Н. Г.Несколько лет тому назад вы читали в Петербургском университете цикл лекций о русской эротической литературе, но почему-то ничего из говорившегося вами не опубликовали. Как бы вы объяснили табу на сцены сексуального насилия на страницах Интернета?
И. С.Время от времени на экран моего компьютера попадают невесть кем посланные картинки с изображением детской попки, в которую воткнута ромашка. Мне предлагают познакомиться поближе с тем, что по-немецки называется Kinder-porno, приглашают в детзад. Разве здесь нет насилия (и не только над ребенком, но и над посетителем Интернета)? Так ли уж табуирован Интернет, не подчиняющийся институционализованному контролю? Вообще же говоря, табу на ряд сексуальных действий отражают собой существующий в историческом обществе запрет на возобновление архаической социокультуры. Изнасилование тех, кто достиг половой зрелости, и оргии с малолетними вовсе не были табуированы в первобытности, такого рода обычаи разительно отличают сексуальность человека от животной прокреативности. В конечном счете объект, выбранный насильником (я говорю сейчас о сексуально зрелых лицах), ему не важен, и сам половой акт в этом случае полностью освобождается от желания обеих участвующих в нем сторон продолжить род. В изнасиловании (женщины или мужчины, что тоже бывало: на одной западноевропейской гравюре XVI века изображены две ведьмы, принуждающие мужчину к соитию) эротическая сила человека достигает высокой степени чистоты — это ничем не замутненная сексуальность. Она выступает здесь в своей контингентности и чрезвычайной энергичности, не сдерживаемой решением каких-либо утилитарных (прежде всего семейных) задач. Сексуальность как таковая — вот чем является изнасилование.
Н. Г.А каково приходится жертвам сексуальной агрессивности?

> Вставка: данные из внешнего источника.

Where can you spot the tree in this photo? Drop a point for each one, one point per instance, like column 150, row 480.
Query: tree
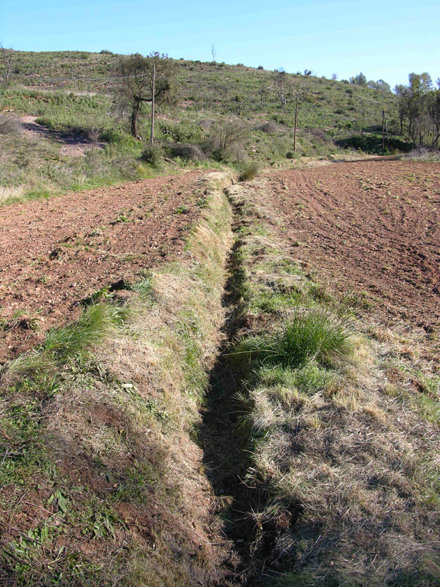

И. С.Все зависит от обычая. Если женщина знает, что когда-то она подвергнется ритуальному домогательству мужчин, она вряд ли почувствует себя, после того как таковое произойдет, оскорбленной. В современном обществе с его культом частного, индивидного вмешательство в суверенные права личности распоряжаться своим эротическим телом делается уголовно наказуемым, а тот, кому приходится быть пациенсом этой ситуации, испытывает травматическое чувство отколотости от распространяющейся на социум сексуальной нормы. В “Histoire de la sexualite” (1976, 1984) Мишель Фуко показал, как государство утверждает свою власть, регламентируя сексуальное поведение подданных. Даже распространение в XIX веке scientia sexualis не меняет принципиально положения дел: научный дискурс, посвящающий себя эротическому телу, хочет господствовать над ним, требуя от информантов признаний, подобных тем, что делаются на церковной исповеди, имеющей репрессивную функцию. Власть, по Фуко, всегда проводит “биополитику”. Джорджио Агамбен в блестящей книге “Homo sacer” (1995) подхватил эту мысль, заострив ее: государство не оставляет человеку пространства собственно жизни, политизируя ее так, что даже создает концентрационные лагеря, где заключенные вовсе не могут автономизировать свои тела. Возникает вопрос: не есть ли запрет на изнасилование следствие, вытекающее не только из узаконивания того, что зовется sensus privatus, но и из возникновения государства, которое делает этот акт преступным постольку, поскольку монополизирует (как сказал бы Макс Вебер) насилие, превращая его из Эроса в Танатос? Иными словами, абсолютная центрированность власти в государственных органах непримиримо и, значит, смертоносно противостоит полицентризму человеческой витальности, отчего этатизм и рассматривает эротическое превосходство одних над другими в качестве опасной для себя, конкурентной противовласти.
Н. Г.Прошу извинения за то, что перебила вас. Вы начали говорить о “малых сих” и не завершили эту тему.